TWEETS ON A TREE: INDEX-BASED CLUSTERING OF TWEETS
Mert Kemal Erpam
Computer Science and Engineering, MSc. Thesis, 2017
Prof. Yücel Saygın (Thesis Advisor), Asst. Prof. Kamer KAYA
, Assoc. Prof. Şule Gündüz Öğüdücü
Date & Time: January 5th, 2017 – 2:40 PM
Place: FENS G025
Keywords: clustering, twitter, summarization, suffix tree, semantic relatedness,
Computer-mediated communication, CMC, is a type of communication that occurs through use of two or more electronic devices. With the advancement of technology, CMC has started to become a more preferred type of communication between humans. Through computer-mediated technologies, news portals, search engines and social media platforms such as Facebook, Twitter, Reddit and many other platforms are created. In social media platforms, a user can post and discuss his/her own opinion and also read and share other users’ opinions. This generates a significant amount of data which, if filtered and analyzed, can give researchers important insights about public opinion and culture.

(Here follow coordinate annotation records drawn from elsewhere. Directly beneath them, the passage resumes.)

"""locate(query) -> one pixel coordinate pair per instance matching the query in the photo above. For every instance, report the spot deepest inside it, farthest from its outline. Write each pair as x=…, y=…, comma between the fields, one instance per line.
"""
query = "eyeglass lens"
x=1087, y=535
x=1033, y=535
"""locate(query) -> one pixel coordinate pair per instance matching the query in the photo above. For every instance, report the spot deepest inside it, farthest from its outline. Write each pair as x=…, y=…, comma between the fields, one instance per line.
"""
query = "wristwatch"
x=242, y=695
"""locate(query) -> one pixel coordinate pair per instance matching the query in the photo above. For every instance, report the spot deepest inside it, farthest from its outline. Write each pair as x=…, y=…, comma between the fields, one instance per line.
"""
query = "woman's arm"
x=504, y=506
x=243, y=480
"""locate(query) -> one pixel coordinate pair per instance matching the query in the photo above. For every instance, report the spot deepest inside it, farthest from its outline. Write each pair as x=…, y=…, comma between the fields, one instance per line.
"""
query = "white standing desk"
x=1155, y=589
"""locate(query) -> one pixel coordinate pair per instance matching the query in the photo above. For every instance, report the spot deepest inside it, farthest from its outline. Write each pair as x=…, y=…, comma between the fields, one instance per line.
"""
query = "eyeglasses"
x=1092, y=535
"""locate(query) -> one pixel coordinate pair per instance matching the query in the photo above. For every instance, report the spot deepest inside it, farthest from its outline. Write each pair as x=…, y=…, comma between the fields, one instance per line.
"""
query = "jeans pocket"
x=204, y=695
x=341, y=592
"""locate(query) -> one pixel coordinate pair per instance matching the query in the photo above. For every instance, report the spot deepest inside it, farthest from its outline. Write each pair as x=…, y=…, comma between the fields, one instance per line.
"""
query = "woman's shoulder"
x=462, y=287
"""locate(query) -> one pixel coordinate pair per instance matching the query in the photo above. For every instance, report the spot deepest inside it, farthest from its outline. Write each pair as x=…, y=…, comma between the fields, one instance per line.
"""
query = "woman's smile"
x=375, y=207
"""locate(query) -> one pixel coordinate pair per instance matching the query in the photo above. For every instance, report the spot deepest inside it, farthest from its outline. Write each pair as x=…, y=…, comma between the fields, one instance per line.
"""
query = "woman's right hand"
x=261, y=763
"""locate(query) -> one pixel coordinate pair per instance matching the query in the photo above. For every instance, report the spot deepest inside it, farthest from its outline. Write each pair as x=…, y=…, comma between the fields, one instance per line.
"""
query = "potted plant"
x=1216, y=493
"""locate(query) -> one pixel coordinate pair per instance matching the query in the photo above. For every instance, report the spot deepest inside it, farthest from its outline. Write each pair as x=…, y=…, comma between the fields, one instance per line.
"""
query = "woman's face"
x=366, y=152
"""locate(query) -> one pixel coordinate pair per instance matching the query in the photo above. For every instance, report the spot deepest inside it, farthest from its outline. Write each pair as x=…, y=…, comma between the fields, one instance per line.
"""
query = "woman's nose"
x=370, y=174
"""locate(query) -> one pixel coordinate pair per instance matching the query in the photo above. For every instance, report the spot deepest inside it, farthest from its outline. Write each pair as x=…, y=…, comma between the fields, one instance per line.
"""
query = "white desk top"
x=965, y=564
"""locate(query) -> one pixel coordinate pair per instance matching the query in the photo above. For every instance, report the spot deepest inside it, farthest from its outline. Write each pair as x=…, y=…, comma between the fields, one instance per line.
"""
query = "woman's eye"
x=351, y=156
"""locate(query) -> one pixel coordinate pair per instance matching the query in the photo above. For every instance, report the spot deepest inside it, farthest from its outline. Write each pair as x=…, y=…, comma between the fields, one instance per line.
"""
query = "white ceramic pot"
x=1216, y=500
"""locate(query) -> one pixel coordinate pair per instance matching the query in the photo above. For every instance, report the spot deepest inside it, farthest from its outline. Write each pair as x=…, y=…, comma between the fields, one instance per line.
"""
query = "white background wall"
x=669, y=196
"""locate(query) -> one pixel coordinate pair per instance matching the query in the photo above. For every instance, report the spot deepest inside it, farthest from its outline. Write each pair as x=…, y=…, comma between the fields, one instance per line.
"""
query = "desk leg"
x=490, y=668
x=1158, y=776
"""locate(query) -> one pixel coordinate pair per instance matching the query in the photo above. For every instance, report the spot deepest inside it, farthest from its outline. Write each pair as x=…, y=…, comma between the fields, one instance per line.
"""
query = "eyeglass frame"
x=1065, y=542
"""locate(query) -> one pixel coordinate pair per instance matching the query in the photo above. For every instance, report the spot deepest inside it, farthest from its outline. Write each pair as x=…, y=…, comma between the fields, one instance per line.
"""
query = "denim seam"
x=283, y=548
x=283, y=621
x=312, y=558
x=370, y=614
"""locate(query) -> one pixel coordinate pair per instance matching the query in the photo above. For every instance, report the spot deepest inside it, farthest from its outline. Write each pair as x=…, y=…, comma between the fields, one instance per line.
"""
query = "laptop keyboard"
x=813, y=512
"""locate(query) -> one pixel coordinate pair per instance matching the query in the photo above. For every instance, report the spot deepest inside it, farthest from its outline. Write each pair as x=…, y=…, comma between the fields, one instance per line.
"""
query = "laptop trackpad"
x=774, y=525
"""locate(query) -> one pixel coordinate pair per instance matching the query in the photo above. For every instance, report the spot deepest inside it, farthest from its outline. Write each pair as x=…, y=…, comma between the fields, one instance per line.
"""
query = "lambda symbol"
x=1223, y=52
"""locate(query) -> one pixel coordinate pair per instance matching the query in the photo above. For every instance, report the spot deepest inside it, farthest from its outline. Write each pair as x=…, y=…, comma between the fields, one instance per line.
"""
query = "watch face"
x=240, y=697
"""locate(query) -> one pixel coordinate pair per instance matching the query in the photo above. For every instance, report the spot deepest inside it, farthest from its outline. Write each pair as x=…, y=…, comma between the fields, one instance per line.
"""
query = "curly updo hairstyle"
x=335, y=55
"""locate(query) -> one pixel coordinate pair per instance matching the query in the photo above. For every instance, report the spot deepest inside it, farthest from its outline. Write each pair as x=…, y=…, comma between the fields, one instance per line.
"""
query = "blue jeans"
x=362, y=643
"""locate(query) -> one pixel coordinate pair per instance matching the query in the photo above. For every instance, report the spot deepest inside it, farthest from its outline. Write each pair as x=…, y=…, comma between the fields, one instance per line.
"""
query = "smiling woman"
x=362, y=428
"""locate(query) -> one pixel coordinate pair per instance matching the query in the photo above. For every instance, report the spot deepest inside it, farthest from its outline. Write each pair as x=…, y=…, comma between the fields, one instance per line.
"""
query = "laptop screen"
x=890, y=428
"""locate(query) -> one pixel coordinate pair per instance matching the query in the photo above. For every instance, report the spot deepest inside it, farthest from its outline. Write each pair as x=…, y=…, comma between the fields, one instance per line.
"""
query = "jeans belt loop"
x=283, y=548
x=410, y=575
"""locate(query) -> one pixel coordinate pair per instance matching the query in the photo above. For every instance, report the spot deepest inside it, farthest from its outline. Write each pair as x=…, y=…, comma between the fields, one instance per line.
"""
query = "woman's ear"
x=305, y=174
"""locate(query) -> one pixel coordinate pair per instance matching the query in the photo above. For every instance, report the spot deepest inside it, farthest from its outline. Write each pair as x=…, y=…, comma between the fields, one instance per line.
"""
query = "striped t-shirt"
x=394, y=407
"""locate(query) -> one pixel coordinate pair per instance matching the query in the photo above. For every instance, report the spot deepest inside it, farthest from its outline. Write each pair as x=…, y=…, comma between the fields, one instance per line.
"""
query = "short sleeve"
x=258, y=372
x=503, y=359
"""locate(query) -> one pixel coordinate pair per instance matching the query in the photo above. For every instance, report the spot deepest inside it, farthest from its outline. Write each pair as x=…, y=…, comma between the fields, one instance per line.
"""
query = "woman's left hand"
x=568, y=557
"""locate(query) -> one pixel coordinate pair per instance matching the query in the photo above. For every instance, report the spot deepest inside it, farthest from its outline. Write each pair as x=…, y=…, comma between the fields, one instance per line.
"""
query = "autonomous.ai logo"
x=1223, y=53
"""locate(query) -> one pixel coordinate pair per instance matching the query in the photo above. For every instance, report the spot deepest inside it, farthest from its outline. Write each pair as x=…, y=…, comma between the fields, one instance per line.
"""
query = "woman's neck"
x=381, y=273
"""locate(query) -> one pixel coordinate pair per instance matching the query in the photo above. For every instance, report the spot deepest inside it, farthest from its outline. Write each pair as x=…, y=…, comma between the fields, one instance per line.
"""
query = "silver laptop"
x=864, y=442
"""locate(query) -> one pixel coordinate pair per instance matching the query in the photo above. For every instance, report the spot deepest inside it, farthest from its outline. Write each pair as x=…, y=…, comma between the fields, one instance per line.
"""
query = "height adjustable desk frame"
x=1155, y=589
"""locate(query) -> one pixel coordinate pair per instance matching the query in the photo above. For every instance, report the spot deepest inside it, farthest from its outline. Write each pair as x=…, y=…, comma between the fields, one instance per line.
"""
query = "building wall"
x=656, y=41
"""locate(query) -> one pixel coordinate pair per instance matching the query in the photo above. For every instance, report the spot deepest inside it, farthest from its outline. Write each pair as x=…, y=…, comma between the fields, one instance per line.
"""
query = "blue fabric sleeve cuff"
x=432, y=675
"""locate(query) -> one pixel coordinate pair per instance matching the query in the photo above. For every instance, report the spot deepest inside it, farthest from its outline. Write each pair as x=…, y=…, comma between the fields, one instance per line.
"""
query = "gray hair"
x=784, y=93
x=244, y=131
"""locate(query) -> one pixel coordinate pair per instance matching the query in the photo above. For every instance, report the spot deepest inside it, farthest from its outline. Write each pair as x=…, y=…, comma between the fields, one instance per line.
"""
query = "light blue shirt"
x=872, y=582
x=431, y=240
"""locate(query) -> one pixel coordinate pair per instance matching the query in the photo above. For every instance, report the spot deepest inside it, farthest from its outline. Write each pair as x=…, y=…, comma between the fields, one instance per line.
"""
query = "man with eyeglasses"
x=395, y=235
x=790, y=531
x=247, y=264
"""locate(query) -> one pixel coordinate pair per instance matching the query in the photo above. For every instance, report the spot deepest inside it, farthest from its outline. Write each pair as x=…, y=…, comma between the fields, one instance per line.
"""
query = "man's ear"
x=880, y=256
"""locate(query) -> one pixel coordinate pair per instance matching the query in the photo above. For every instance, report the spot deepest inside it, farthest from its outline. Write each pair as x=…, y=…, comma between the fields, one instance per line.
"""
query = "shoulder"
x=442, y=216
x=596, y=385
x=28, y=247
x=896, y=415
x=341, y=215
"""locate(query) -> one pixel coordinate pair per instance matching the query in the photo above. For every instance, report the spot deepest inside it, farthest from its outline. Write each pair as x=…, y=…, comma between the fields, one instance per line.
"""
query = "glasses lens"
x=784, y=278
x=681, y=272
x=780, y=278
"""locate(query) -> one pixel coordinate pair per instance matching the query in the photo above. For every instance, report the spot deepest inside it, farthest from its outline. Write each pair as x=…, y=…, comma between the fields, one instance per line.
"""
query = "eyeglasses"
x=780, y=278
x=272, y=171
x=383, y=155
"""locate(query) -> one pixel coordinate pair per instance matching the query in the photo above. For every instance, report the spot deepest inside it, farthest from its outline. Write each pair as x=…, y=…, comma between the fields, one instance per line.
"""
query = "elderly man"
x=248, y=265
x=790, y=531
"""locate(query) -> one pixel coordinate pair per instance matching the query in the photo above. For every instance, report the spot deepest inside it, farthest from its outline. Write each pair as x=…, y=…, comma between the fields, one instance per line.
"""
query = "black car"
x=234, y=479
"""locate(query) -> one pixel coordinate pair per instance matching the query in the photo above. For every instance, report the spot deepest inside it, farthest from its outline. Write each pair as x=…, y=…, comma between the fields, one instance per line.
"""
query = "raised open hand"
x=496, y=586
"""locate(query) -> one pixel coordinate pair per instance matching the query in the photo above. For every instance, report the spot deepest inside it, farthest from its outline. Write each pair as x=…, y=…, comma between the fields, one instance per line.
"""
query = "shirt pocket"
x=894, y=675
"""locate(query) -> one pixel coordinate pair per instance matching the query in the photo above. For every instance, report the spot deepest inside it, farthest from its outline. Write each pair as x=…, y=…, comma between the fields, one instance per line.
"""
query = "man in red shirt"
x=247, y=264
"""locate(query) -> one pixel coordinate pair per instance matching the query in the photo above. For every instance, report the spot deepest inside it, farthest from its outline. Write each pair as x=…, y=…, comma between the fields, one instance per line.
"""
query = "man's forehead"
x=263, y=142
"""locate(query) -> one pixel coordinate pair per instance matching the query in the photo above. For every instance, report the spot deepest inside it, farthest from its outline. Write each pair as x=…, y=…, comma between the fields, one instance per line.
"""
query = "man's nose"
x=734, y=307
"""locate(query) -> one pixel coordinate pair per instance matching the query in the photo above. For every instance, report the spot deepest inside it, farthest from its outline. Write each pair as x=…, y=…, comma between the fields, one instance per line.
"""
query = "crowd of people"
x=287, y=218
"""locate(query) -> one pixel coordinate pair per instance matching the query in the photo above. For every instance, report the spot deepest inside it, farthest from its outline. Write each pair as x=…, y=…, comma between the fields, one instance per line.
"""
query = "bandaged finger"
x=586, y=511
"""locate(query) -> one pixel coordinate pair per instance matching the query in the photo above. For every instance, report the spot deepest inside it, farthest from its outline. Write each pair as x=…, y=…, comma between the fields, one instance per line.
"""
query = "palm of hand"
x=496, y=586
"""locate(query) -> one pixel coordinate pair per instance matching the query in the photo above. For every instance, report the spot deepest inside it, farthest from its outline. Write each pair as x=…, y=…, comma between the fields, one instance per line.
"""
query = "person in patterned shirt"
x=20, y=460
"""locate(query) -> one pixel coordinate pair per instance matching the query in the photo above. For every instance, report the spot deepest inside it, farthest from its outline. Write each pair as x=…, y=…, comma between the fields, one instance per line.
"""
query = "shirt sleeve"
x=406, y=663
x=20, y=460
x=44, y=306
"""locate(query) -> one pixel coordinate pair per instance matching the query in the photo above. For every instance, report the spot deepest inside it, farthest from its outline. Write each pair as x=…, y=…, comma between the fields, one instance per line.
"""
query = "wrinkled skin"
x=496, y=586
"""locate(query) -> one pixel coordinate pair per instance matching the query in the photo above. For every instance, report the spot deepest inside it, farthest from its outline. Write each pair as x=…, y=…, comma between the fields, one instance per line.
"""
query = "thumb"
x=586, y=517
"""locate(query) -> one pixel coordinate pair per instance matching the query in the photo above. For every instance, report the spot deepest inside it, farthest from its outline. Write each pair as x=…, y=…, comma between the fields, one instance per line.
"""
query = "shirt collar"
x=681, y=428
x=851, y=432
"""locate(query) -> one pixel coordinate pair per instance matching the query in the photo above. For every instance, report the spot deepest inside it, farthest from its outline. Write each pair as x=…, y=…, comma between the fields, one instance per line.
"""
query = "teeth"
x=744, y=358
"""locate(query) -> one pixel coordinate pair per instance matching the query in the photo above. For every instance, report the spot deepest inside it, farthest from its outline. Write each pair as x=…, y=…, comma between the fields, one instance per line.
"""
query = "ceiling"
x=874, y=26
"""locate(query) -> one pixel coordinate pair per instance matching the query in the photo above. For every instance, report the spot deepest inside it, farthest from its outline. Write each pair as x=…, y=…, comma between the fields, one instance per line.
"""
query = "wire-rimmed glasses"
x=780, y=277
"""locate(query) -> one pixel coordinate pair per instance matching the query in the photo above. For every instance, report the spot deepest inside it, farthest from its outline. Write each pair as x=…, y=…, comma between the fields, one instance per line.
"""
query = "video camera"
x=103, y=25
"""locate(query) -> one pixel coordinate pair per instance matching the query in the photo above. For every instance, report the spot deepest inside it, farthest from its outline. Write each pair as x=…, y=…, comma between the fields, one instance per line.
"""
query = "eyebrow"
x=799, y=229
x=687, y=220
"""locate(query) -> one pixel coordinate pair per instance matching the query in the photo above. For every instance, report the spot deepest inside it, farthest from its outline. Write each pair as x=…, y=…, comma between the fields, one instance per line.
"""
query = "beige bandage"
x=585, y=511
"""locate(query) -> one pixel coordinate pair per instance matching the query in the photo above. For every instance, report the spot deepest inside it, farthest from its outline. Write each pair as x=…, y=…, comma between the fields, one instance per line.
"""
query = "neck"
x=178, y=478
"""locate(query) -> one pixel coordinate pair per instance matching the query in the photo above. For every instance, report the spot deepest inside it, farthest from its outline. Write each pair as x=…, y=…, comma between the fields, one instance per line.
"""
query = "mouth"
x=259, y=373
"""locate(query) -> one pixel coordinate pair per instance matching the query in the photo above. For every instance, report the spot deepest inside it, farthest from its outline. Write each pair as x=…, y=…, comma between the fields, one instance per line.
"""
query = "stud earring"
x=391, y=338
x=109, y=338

Twitter is a social networking service founded in 2006 and became widespread throughout the world in a very short time frame. The service has more than 310 million monthly active users and throughout these users more than 500 million tweets are generated daily as of 2016. Due the volume, velocity and variety of Twitter data, it cannot be analyzed by using conventional methods. A clustering or sampling method is necessary to reduce the amount of data for analysis.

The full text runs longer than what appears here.